The Failure of Punitive Damages in Employment Discrimination Cases: A Call for Change
William & Mary Law Review, Vol. 50, 2008
62 Pages Posted: 29 Sep 2008 Last revised: 14 Apr 2011
Punitive damages were described by one early court as "an unsightly and an unhealthy excrescense." While the views toward punitive relief have changed over the years, the debate over the availability of exemplary damages in the judicial system has remained controversial. No place is that controversy more aptly demonstrated than in employment discrimination law, where punitive damages first became available in an amendment to Title VII of the Civil Rights Act of 1964 after a bitter Congressional debate. Almost a decade ago, in Kolstad v. American Dental Association, the Supreme Court provided guidance on how punitive damages should be applied in discrimination cases brought under Title VII. Kolstad has only generated more confusion concerning the proper standard for exemplary relief, and recent district and appellate court decisions reflect this uncertainty.
Attempting to determine the impact of punitive damages in Title VII cases after Kolstad, I performed an analysis of all federal district court decisions during the calendar years of 2004 and 2005. The study examined over six hundred relevant district court opinions issued during this time frame. Of these cases, there were only twenty-four district court decisions either awarding punitive damages under Title VII or upholding a jury's award of punitive relief. An additional study performed during this time frame further revealed that slightly over 17% of those Title VII cases that went to a jury during this time frame resulted in a punitive damage award by the jury, and approximately 29% of those juries that found in favor of the plaintiff also awarded punitive damages.

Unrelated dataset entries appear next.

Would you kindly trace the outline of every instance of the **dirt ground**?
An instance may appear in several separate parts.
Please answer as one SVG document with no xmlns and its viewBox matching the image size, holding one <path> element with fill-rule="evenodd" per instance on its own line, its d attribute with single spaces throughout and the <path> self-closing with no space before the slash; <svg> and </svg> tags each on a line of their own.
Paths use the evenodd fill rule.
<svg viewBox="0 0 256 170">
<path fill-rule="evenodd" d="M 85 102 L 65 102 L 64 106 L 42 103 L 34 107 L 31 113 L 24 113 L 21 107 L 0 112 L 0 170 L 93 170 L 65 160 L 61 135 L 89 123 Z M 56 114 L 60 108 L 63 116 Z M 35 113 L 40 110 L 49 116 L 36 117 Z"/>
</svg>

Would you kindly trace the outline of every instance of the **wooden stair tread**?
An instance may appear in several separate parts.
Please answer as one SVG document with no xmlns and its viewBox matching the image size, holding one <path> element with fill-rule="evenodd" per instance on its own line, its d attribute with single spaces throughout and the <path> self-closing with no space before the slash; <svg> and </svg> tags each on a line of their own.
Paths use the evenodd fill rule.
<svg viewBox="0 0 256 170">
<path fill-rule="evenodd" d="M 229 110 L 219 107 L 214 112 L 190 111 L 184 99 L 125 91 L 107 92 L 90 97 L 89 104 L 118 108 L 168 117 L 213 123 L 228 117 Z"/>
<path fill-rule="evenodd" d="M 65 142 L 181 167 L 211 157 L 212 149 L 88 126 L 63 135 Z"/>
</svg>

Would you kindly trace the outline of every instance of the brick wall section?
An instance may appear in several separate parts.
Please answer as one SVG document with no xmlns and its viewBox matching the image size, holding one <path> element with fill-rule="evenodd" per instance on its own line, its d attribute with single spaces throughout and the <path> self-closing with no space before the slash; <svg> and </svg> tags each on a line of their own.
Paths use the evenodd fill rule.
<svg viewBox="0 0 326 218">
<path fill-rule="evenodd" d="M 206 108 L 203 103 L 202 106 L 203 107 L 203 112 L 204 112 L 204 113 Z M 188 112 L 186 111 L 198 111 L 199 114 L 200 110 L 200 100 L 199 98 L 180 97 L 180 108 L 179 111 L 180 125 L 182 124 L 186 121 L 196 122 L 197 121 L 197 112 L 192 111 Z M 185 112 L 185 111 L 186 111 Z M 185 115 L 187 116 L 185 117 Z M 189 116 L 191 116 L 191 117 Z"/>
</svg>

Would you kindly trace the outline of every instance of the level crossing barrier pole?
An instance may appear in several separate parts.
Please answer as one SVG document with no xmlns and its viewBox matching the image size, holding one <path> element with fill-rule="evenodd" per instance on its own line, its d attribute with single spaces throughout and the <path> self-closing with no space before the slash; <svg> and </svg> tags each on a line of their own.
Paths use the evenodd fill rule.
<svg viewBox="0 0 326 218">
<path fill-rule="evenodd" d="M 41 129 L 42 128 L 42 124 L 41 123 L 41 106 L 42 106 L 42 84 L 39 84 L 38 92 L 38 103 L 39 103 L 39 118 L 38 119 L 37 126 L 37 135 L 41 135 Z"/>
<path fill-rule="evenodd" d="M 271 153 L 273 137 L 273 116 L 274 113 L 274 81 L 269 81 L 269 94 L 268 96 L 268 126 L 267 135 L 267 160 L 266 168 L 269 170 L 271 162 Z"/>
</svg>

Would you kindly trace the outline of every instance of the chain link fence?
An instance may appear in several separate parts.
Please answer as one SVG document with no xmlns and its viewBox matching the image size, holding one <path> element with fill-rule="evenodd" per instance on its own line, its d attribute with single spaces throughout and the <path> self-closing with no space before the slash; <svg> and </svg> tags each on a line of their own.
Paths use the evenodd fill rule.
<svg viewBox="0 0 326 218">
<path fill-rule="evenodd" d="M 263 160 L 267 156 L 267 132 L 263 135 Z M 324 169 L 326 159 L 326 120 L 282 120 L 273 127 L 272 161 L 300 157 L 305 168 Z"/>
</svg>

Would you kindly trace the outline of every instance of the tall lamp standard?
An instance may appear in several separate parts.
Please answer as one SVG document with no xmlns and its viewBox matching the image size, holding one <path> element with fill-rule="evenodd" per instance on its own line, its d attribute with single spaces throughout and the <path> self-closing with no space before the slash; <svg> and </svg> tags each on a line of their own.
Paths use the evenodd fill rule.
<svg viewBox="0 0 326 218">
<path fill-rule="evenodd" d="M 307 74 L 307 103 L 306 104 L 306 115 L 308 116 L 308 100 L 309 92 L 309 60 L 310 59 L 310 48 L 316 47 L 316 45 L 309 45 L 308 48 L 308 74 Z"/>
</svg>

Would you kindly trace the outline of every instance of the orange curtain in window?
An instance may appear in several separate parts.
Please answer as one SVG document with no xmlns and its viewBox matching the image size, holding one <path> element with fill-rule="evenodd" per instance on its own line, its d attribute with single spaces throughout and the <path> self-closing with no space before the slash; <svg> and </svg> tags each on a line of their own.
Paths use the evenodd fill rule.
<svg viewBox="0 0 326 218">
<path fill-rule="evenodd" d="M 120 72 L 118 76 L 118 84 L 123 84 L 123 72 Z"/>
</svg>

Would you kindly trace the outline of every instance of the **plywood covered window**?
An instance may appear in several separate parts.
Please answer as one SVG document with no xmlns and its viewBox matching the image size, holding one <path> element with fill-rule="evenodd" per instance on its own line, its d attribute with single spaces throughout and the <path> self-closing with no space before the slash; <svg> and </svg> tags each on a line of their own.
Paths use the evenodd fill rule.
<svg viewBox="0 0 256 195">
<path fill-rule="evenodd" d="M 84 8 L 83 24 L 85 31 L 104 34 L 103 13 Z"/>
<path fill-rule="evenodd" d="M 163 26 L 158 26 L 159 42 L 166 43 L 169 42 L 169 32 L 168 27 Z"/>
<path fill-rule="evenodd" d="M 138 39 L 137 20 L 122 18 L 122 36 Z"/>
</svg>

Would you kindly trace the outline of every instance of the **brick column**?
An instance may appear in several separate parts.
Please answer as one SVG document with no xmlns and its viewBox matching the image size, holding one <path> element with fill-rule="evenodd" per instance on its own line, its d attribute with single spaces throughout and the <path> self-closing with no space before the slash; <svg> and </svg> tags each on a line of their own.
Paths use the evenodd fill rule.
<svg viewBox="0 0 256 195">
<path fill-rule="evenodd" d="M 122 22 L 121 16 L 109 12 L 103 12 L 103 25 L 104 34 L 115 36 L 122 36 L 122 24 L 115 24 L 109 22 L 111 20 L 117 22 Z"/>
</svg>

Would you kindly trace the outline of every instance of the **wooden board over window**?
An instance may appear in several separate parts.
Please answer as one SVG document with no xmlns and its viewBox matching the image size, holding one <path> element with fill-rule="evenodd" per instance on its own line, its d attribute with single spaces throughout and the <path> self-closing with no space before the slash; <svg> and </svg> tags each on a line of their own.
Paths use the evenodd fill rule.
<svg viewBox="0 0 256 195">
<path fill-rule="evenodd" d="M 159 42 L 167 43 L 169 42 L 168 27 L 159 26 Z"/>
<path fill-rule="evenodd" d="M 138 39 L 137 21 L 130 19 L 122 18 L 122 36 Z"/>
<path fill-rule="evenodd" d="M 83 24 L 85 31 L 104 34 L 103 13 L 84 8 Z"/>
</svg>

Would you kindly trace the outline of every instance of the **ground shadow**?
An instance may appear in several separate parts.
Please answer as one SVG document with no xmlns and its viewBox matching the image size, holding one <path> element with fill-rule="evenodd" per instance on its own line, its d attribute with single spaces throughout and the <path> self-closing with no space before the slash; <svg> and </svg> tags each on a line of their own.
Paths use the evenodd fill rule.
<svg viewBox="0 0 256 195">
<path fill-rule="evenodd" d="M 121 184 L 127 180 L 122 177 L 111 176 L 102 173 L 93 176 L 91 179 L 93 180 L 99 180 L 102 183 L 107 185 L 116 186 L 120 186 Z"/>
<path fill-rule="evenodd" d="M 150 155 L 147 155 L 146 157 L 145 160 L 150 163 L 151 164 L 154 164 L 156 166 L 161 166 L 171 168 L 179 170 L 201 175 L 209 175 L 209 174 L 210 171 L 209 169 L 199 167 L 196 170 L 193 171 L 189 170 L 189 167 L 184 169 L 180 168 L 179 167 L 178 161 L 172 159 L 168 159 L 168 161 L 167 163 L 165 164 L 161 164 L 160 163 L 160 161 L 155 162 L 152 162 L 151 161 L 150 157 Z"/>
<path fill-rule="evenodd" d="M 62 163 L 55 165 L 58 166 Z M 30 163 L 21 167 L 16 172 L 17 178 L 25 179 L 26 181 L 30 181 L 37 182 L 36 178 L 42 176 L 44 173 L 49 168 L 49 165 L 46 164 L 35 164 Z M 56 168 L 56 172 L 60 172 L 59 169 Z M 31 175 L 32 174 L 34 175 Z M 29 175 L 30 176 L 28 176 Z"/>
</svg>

This paper explores the basic foundations of punitive damages in the American judicial system, and examines the goals of providing this form of relief in employment discrimination cases. While public perception suggests that punitive damages have been instrumental in helping to eradicate employment discrimination, the numerical data paint a different picture. After analyzing this data, this paper suggests one alternative way of better achieving the original deterrent purpose behind the addition of punitive damages to Title VII. The paper proposes a three-part framework for analyzing all cases of intentional discrimination and recommends adopting a new scheme for remedial relief under Title VII. The paper then explores the implications of adopting the proposed approach and examines how the proposal fits within the contours of the academic scholarship. The paper concludes by urging that the Congressional intent of deterring unlawful discrimination can more properly be achieved through the proposed form of relief.